Ms. Paulino and Ms. Gonzalez both graduated from the Mott
Hall Middle School in June 2005 and are enrolled in the NASA-COSI
outreach summer research program. They also conducted research
at CCNY last year under the Student Apprentice Research Program.
Last year, Ms. Paulino won first place along with two of her
classmates in the NASA Student Involvement Program Science
and Technology Journalism Competition. Their video project,
entitled “Fashions in Space,” described how different
fabrics can block radiation that might be harmful to astronauts
in space. She will attend the Manhattan Center for Science
and Math H.S. in the fall, and has a strong interest in computer
Ms. Gonzalez, a native of the Dominican Republic, will attend
the Urban Assembly Business H.S. for Young Women this fall.
Her academic interests include biology and earth science.
Caesar Pereira graduated from Archbishop Stepinac H.S. last
June and is a second-year NASA SHARP student at CCNY. He will
attend Cooper Union College in the fall and is planning to
major in mechanical engineering. Mr. Pereira was selected to
attend the recent National Youth Leadership Conference in Washington,
D.C., where he had the chance to learn about the inner workings
of the government and meet with Senator Charles Schumer and
other government officials. His awards include the New York
State Scholarship for Academic Excellence and the U.S. Air
Force Award for Technology.
Elizabeth Paulino, Febiana Gonzalez and Caesar Pereira epitomize
the success of CCNY’s outreach programs in cooperation
with NASA-COSI and the DoD Center for Nanoscale Photonics.
We are extremely proud of them and their fellow students.

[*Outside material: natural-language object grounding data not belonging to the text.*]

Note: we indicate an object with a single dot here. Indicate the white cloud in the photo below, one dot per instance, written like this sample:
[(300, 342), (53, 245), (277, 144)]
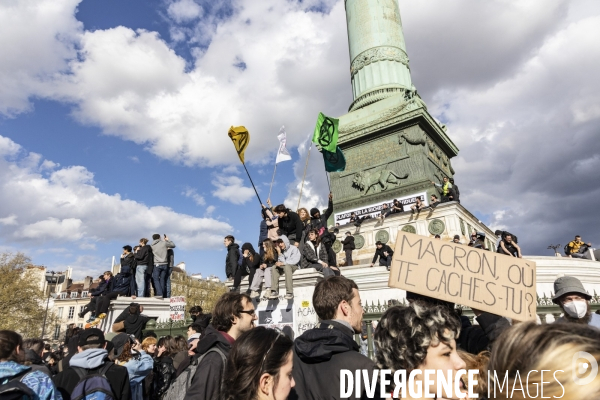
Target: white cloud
[(232, 189), (184, 10), (64, 206), (193, 194)]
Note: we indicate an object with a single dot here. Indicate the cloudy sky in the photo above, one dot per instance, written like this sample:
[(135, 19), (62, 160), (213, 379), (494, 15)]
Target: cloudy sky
[(114, 114)]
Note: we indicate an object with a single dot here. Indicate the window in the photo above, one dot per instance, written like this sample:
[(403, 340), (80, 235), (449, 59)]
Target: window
[(56, 331)]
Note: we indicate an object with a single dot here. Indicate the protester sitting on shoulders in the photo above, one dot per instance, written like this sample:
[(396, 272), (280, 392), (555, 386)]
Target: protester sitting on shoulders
[(314, 254), (287, 263), (267, 261), (530, 350), (384, 253), (290, 224), (577, 248), (259, 366), (418, 337), (322, 352), (509, 247), (33, 383), (571, 297)]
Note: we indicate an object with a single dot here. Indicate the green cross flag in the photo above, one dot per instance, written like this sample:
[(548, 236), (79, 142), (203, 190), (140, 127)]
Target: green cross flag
[(326, 133), (334, 162)]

Outreach programs such as those offered at The City College
play key roles in offering students like Ms. Paulino, Ms. Gonzalez
and Mr. Pereira the chance to utilize the full measure of their
talents and fulfill their scientific potential. Our nation’s
technological standing will depend in good measure upon the
success of students like these. They are a terrific investment
in America’s future, and we are extremely grateful to
NASA and the DoD for their strong support!#
Dr. Robert R. Alfano is the Distinguished Professor of
Science and Engineering, The City College/CUNY.